Pokemon lifespans rarely line up entirely with those of their trainers, and tragedy can lead even relatively short-lived species to survive them by many years. Conversely, trainers must often bury their pokemon, whether from old age or fatal injury. Both of these situations are held, in popular lore, to lead to the creation of Houndstone, with different stories popular in different parts of Paldea; folklorists are not sure which, if either, represents their true origin.
Although Greavard are extremely dangerous, Houndstone are not considered aggressive by the standards of ghost pokemon; they have accumulated plenty of life energy before evolving, and the duties of a watchdog do not require them to consume it very much at all. Indeed, their long afterlives spent watching over tombs have given rise to a very different type of ghost story; some say that Zacian's sword was once sheathed within a Houndstone, while others hold these pokemon, much like Cofagrigus, to be living graves, their masters buried under the stone on their heads.

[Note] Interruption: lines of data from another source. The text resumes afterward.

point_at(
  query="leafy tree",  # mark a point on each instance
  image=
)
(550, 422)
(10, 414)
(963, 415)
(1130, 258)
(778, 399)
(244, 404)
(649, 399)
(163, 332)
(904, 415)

Few modern people are desperate enough to rob a grave protected by a Houndstone, yet Paldean historians report many incidents of individuals who tried, and came to rest eternally in the same cemeteries where they sought treasure. The mausoleum of Paldea's first kings, unlike those of their contemporaries, has survived intact from antiquity, all through the Paldean Dark Age and the fall of the four ancient treasures. The few objects from those tombs currently displayed in the region's history museum were obtained only after protracted negotiations with some very old canine pokemon.